Zade stood up, pulling Knox to his feet. He didn't check the perimeter for survivors. The structural collapse of the cathedral was total. Blerim and the men had received the warning, but the death toll would be catastrophic.

Zade grabbed Knox’s hand, dragging him down the dark access road toward a thick grove of trees a mile away. The Brotherhood maintained a series of emergency stash-cars hidden in localized, secure locations across the state for exact scenarios like this.

They reached the heavy, camouflage-netted enclosure. Zade tore the netting away, revealing a dark, unmarked, heavily armored sedan.

He punched the code into the biometric lock on the door handle. They threw themselves into the leather seats.

Zade hit the ignition button. The heavy, modified engine roared to life.

He didn't turn on the headlights. He threw the transmission into gear, tearing out of the enclosure and accelerating aggressively down the dark, rural highway, heading straight for the George Washington Bridge.

"Kreshnik survived," Knox rasped, his voice raw from the dust, wiping the ash from his face with the sleeve of his suit. "He wouldn't have wired a suicide trap if he didn't have a secure extraction tunnel beneath the altar."
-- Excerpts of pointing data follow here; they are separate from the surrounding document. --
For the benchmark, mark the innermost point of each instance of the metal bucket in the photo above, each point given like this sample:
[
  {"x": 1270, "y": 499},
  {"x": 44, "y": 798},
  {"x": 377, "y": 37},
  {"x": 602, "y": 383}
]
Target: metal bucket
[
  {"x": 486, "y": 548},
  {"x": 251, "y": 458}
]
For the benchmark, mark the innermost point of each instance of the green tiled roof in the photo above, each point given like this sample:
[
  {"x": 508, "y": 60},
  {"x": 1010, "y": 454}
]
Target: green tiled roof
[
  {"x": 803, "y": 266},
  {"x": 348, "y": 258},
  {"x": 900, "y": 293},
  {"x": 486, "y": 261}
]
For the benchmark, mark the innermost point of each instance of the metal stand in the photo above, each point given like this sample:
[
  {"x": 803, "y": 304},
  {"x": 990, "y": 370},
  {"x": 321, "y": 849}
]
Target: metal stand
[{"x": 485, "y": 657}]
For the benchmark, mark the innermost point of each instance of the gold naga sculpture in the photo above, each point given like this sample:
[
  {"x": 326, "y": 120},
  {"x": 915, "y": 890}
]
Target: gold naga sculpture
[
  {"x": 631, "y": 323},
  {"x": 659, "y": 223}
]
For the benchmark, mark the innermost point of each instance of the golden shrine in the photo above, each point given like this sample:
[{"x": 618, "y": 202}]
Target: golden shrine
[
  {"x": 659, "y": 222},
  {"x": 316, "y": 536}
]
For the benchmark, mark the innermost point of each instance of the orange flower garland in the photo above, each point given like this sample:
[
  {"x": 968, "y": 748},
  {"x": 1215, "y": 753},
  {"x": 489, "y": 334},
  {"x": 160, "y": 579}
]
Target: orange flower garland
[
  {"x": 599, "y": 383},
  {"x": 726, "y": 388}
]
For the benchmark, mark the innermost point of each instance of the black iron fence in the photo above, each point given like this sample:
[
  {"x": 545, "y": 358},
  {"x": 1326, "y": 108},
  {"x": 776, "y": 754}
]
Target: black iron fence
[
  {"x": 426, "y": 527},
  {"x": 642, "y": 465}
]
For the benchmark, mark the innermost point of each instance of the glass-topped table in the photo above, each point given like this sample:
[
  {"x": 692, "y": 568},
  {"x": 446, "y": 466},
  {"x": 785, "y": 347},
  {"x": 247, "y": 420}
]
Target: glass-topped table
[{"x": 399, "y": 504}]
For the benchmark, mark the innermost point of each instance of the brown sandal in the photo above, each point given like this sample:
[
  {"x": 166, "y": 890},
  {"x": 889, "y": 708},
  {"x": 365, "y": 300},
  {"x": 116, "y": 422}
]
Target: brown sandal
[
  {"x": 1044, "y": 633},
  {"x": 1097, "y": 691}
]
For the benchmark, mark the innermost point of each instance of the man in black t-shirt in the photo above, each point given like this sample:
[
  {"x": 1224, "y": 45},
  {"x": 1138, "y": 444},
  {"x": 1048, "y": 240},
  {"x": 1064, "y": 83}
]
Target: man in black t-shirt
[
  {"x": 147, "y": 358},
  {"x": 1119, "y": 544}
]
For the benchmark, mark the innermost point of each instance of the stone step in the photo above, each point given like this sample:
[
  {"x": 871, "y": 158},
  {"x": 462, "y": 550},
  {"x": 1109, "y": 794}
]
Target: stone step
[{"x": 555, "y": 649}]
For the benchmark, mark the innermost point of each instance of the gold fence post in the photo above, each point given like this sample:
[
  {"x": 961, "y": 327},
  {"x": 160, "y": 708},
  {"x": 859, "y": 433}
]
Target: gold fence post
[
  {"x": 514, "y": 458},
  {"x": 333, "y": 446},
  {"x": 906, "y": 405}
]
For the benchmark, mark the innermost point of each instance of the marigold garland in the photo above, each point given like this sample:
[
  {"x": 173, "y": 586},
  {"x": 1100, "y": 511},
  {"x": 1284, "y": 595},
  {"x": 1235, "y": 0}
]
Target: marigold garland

"He survived," Zade agreed, his voice a low, mechanical growl of pure, sociopathic calculation. His hands gripped the steering wheel with bone-crushing force. "But the coup failed. He didn't secure the ledgers, and he didn't secure the seat."

Knox stared out the window at the dark, rushing tree line. The tactical processor in his mind was operating at maximum velocity.

"Arthur is going to know the coup failed within the hour," Knox stated, the cold reality of the timeline setting in.

"Kreshnik will report the failure to Halsey, and Halsey will call my father.

The minute Arthur realizes you are still alive, he is going to panic.

He won't wait for the task force to assemble the standard raid protocols. "

Zade’s jaw locked. He pushed the heavy sedan past ninety miles an hour, weaving erratically through the sparse, late-night traffic approaching the bridge.

"He’s going to accelerate the timeline," Knox confirmed, looking across the dark cabin at Zade. "He’s going to order a complete, scorched-earth federal strike on the primary estate tonight. He’s going to authorize them to kill every man inside."

Zade stared at the glowing, ambient lights of the Manhattan skyline looming in the distance across the river. The war had entirely breached the parameters of a standard syndicate conflict. It was a race against a ticking clock, and they were drastically out of time.

They had exactly four hours to patch their bleeding wounds, rearm, and prepare for a desperate, suicidal infiltration into the belly of the beast.